Amsterdam w Holandii jest znanym na całym świecie miejscem chwastów, ale burmistrz podejmuje kroki, aby chronić swoje miasto przed narastającym problemem: turystami kupującymi konopie indyjskie. Holenderskie miasto ma „politykę otwartych drzwi” w sprawie marihuany i ma długą historię legalizacji narkotyków w swoich kawiarniach. Dzieje się tak, ponieważ kraj ten ma umowę z Kanadą, która ułatwia kupowanie marihuany nieletnim, a kraj ten stał się kwitnącym przemysłem dla miejscowej ludności.
Prezydent miasta dążył również do ograniczenia liczby odwiedzających miasto i stara się przyciągnąć inny typ turystów – turystów kulturowych.
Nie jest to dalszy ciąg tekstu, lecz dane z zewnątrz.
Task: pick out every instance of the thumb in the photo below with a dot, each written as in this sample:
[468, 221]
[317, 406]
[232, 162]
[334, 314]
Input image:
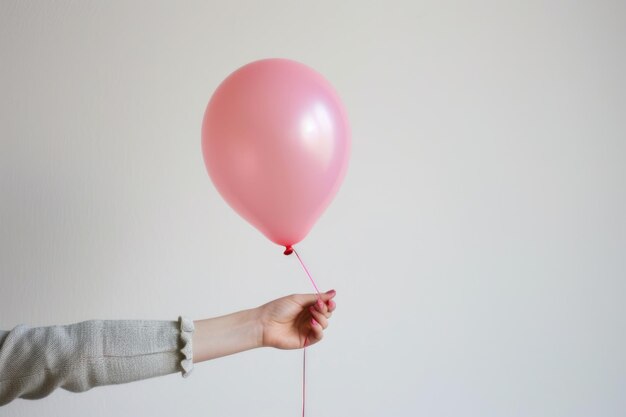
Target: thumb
[306, 299]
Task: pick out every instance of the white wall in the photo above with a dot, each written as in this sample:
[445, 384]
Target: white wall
[477, 245]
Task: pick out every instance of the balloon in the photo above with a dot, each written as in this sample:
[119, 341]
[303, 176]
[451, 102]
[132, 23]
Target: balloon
[276, 143]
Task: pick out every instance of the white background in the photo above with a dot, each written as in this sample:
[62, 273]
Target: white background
[477, 245]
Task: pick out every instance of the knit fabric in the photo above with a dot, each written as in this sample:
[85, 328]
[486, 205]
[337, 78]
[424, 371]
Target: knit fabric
[34, 361]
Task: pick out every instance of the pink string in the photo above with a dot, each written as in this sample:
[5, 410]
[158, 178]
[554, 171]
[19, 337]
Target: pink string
[306, 340]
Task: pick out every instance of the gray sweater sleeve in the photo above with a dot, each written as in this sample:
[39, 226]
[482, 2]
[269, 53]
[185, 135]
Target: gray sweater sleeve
[34, 361]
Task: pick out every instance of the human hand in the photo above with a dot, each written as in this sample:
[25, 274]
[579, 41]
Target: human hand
[296, 321]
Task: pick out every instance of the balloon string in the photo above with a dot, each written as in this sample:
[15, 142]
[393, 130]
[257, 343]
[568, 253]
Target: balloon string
[306, 339]
[308, 273]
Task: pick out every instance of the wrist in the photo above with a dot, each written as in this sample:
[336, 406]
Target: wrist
[222, 336]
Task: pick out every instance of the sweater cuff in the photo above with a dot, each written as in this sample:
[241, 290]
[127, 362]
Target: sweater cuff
[186, 334]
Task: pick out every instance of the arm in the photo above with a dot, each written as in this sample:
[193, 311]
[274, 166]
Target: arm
[34, 361]
[285, 323]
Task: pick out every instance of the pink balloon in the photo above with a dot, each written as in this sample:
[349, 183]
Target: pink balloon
[276, 143]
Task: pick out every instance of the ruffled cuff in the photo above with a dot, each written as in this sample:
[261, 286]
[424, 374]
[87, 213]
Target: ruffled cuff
[186, 333]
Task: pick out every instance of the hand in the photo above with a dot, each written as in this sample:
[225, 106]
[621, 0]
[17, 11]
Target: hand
[296, 321]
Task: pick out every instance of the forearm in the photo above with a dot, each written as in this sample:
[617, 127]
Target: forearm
[225, 335]
[36, 361]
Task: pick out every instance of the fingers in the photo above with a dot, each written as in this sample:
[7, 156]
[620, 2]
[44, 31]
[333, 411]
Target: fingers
[319, 317]
[317, 333]
[306, 299]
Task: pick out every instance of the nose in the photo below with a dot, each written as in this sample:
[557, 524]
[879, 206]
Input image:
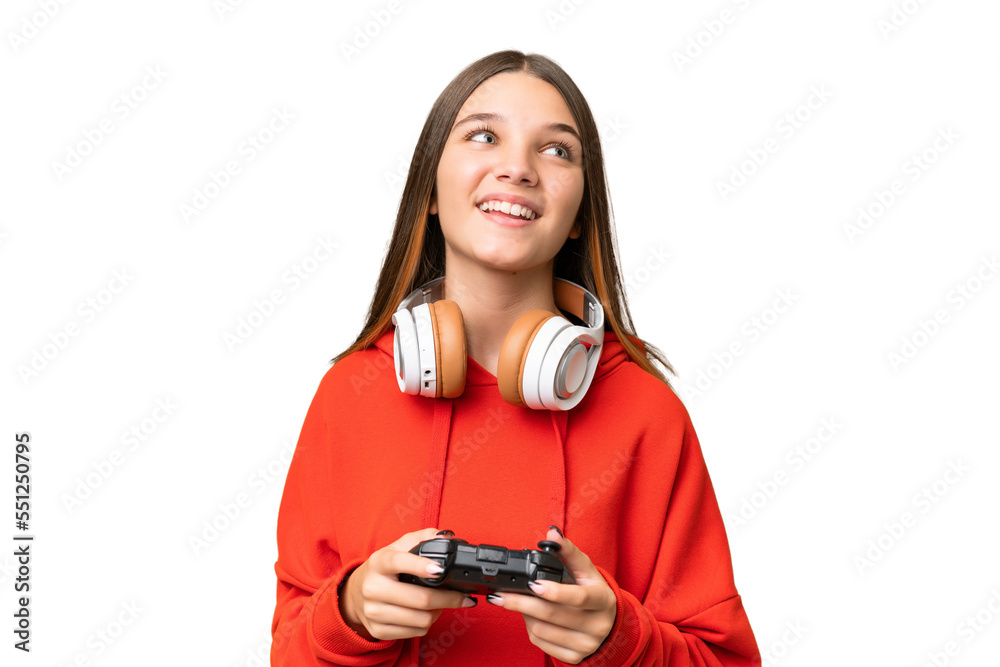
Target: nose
[516, 163]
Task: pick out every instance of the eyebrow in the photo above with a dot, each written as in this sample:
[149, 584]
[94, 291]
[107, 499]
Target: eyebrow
[498, 118]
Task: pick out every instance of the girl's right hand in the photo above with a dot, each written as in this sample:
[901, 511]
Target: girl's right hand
[378, 606]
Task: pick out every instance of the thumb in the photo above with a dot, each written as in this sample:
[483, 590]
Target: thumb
[577, 562]
[410, 540]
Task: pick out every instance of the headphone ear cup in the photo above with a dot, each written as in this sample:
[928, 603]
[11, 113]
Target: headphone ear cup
[449, 347]
[514, 350]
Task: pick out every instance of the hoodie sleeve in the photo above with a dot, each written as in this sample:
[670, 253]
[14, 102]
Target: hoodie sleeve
[307, 627]
[691, 614]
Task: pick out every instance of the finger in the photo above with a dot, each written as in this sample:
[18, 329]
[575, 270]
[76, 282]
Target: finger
[393, 562]
[393, 591]
[581, 596]
[576, 561]
[385, 614]
[410, 540]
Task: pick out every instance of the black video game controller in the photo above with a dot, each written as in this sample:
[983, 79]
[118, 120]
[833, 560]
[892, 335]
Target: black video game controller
[483, 568]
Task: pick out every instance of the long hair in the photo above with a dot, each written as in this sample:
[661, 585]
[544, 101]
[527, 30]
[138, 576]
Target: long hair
[416, 251]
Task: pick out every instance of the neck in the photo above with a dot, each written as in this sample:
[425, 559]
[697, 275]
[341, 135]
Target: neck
[491, 301]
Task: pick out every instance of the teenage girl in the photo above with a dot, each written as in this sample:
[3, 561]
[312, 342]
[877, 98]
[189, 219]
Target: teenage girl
[498, 391]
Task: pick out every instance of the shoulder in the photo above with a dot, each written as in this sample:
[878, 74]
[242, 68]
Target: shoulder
[357, 378]
[643, 391]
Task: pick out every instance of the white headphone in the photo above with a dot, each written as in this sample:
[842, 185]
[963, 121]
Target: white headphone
[544, 363]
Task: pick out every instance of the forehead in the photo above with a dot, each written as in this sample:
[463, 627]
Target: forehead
[520, 97]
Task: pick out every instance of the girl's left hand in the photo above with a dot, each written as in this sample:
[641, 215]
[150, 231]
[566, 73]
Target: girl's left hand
[567, 621]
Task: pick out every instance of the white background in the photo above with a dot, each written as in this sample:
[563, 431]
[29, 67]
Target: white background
[672, 131]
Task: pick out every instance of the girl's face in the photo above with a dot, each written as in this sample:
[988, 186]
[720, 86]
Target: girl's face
[514, 140]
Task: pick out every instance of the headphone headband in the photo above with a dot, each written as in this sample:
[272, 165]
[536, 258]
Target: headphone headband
[569, 296]
[546, 362]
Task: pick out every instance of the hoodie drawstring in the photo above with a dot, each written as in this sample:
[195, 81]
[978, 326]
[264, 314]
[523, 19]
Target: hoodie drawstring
[437, 464]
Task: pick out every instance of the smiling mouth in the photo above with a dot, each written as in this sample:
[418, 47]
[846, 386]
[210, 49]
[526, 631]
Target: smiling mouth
[505, 207]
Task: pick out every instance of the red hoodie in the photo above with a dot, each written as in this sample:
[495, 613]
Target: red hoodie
[622, 474]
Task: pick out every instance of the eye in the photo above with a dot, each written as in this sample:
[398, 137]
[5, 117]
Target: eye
[486, 131]
[564, 150]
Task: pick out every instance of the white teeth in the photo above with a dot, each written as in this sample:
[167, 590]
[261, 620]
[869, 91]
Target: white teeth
[511, 209]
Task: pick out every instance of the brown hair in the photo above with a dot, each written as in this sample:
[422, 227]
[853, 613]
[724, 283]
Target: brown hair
[416, 250]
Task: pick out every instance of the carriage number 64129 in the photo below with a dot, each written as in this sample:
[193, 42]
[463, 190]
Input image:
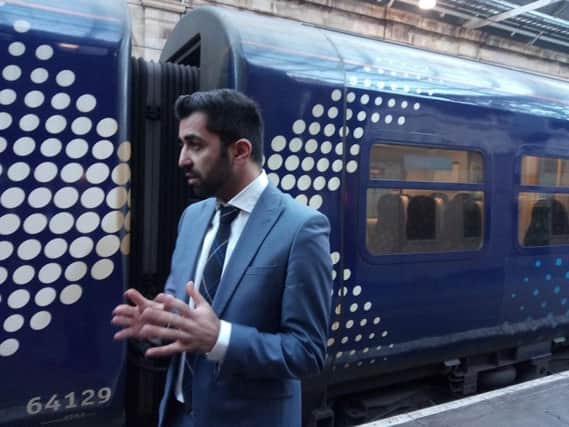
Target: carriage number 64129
[71, 400]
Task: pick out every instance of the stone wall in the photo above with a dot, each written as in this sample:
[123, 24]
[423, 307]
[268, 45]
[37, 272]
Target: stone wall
[153, 20]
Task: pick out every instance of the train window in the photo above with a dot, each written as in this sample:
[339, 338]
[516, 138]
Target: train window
[411, 221]
[545, 171]
[410, 163]
[542, 219]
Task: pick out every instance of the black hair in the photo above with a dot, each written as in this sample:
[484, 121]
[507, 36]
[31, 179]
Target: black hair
[230, 114]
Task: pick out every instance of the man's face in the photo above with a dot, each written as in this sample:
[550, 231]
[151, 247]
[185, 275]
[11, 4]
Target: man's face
[205, 162]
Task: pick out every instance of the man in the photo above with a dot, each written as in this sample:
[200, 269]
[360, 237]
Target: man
[254, 266]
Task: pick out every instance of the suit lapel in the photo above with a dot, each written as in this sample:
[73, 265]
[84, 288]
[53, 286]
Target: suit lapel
[193, 240]
[262, 219]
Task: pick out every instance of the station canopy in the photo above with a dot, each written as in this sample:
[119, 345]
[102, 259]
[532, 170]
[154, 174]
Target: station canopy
[540, 23]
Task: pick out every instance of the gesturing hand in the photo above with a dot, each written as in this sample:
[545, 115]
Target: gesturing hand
[187, 329]
[129, 316]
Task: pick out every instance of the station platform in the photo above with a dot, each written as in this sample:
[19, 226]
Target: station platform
[538, 403]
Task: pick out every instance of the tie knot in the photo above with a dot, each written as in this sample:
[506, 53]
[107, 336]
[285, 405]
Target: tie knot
[227, 214]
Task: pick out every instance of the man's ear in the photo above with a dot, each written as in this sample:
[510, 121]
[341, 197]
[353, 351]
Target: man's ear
[242, 149]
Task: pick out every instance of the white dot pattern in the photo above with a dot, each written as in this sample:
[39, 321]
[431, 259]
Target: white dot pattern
[64, 190]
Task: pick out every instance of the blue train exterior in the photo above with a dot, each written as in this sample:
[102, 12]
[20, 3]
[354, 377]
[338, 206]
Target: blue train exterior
[446, 183]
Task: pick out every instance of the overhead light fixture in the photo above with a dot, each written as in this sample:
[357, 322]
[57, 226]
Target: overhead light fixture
[427, 4]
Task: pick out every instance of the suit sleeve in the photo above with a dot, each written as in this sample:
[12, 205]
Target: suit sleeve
[170, 287]
[299, 348]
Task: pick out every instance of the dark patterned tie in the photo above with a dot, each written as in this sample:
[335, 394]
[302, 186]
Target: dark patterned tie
[216, 257]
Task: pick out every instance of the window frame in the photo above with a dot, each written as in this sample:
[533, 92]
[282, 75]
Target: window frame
[543, 152]
[389, 184]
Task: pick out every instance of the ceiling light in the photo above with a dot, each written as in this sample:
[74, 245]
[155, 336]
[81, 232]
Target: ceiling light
[427, 4]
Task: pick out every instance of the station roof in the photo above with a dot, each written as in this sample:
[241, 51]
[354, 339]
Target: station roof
[541, 23]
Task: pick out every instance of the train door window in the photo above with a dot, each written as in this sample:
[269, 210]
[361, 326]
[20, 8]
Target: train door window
[543, 216]
[402, 216]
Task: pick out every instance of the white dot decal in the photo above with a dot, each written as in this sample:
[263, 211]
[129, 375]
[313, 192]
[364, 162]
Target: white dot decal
[29, 122]
[44, 52]
[45, 172]
[18, 171]
[55, 124]
[5, 120]
[50, 147]
[34, 99]
[291, 163]
[86, 103]
[60, 101]
[102, 269]
[21, 26]
[9, 347]
[113, 221]
[334, 184]
[76, 271]
[40, 320]
[97, 173]
[7, 96]
[81, 247]
[39, 197]
[88, 222]
[71, 172]
[103, 149]
[304, 183]
[49, 273]
[45, 297]
[6, 249]
[311, 146]
[81, 125]
[61, 223]
[65, 78]
[307, 164]
[92, 197]
[12, 198]
[23, 274]
[315, 202]
[39, 75]
[11, 73]
[319, 183]
[318, 110]
[9, 223]
[13, 323]
[288, 182]
[35, 223]
[336, 95]
[108, 246]
[323, 165]
[55, 248]
[124, 151]
[352, 166]
[298, 127]
[326, 147]
[65, 197]
[24, 146]
[18, 299]
[117, 197]
[107, 127]
[70, 294]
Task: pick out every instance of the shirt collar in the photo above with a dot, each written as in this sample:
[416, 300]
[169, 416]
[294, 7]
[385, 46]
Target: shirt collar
[247, 198]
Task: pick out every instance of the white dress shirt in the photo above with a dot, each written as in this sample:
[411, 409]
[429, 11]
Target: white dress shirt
[245, 200]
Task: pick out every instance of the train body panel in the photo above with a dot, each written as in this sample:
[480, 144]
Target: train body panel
[64, 190]
[446, 183]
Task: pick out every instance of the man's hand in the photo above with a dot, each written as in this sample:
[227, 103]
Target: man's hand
[129, 316]
[188, 330]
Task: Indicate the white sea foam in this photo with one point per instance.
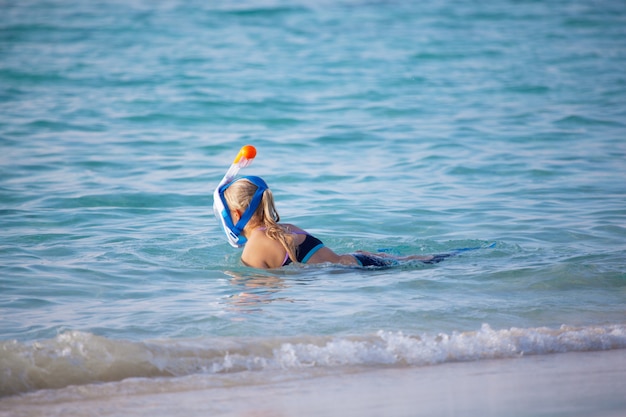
(76, 358)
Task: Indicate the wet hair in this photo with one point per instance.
(238, 197)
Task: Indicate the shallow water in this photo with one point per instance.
(396, 126)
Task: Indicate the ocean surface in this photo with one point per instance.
(408, 127)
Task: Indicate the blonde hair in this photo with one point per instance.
(238, 196)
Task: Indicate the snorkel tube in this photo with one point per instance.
(220, 207)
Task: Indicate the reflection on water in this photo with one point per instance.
(256, 291)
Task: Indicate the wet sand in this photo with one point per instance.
(568, 384)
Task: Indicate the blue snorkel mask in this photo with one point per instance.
(222, 211)
(220, 207)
Twierdzi jednak, że zakaz kupowania konopi indyjskich przez turystów w miejskich kawiarniach spowoduje, że więcej turystów wyjdzie na ulice, gdzie jest mniej okazji do przemytu. Rada Miasta Amsterdamu i burmistrz podobno rozmawiali już wcześniej o podobnym schemacie, który zadziałał.
W odpowiedzi na napływ turystów burmistrz miasta rozważa wprowadzenie zakazu kupowania marihuany przez turystów. Chociaż miasto ma długą tradycję tolerancji dla miękkich narkotyków, zwiększone użycie marihuany w ostatnich latach stworzyło niesmaczną reputację Amsterdamu. Doprowadziło to do gwałtownego wzrostu przestępczości i turystyki narkotykowej w Wielkiej Brytanii. Aby uniemożliwić turystom wejście do tych firm, miasto będzie musiało zamknąć swoje kawiarnie i ograniczyć liczbę wypożyczalni Airbnb, które turyści mogą wynająć.
Badanie przeprowadzone przez Uniwersytet w Amsterdamie wykazało, że 57% zagranicznych turystów podaje kawiarnie jako główny powód wizyty w mieście. Ten trend napędza przestępczość związaną z twardymi narkotykami i szkodzi budżetowi miasta. Burmistrz jest jednak zaangażowany w kampanię pomimo konsekwencji ekonomicznych. I chociaż może mieć z tym trudności, burmistrz jest zdeterminowany, aby utrzymać presję. Miasto nie ma innego wyjścia, jak tylko zrobić coś, aby chronić swoją reputację jako miejsca, w którym narkotyki są powszechnie dostępne i powszechnie stosowane.
Burmistrz Amsterdamu planuje zakazać turystom kupowania marihuany. Próbując zmniejszyć liczbę osób kupujących konopie, miasto od dawna je legalizuje. Zakazując turystom kupowania marihuany, miasto ma nadzieję zniechęcić przestępców narkotykowych i poprawić jakość życia mieszkańców. W międzyczasie Holendrzy będą mogli prowadzić normalny tryb życia bez zagrożenia przestępczością.
W Holandii burmistrz próbuje zmienić reputację Amsterdamu jako miejsca docelowego dla turystów. Miasto od dawna znane jest ze sklepów z marihuaną i dzielnicy czerwonych latarni. Burmistrz chce przywrócić międzynarodową reputację Amsterdamu jako modnego i bezpiecznego miejsca dla użytkowników konopi. Pomimo głośnego charakteru miasta, burmistrz nadal pracuje nad zapewnieniem bezpieczeństwa i zadowolenia społeczeństwa. Handel turystyczny w mieście wzrósł w ciągu ostatnich kilku lat, a wzrost turystyki zwiększył zarówno popyt, jak i przestępczość.
Nowe przepisy dotyczące konopi mogą potencjalnie ograniczyć przestępczość w Amsterdamie. Dzielnica czerwonych latarni miasta jest obecnie atrakcją turystyczną. Choć najnowsza inicjatywa burmistrza jest kontrowersyjnym nasiona marihuany cbd posunięciem, może poprawić jakość życia mieszkańców. Dobrze, że plany burmistrza posuwają się naprzód. Należy również zauważyć, że Holendrzy nie ułatwiają handlarzom narkotyków sprzedaży marihuany.
Zakaz wpłynąłby na branżę turystyczną miasta. W mieście rozwija się przemysł marihuany, a zakaz zakupów turystów zepchnie go w cień. Zepchnie też przemysł do podziemia, a plan burmistrza zakłada legalizację, aby poprawić jakość życia mieszkańców. Podczas obecnej pandemii COVID-19 przemysł turystyczny w Amsterdamie był już wylęgarnią marihuany, więc tymczasowy zakaz może go zaszkodzić.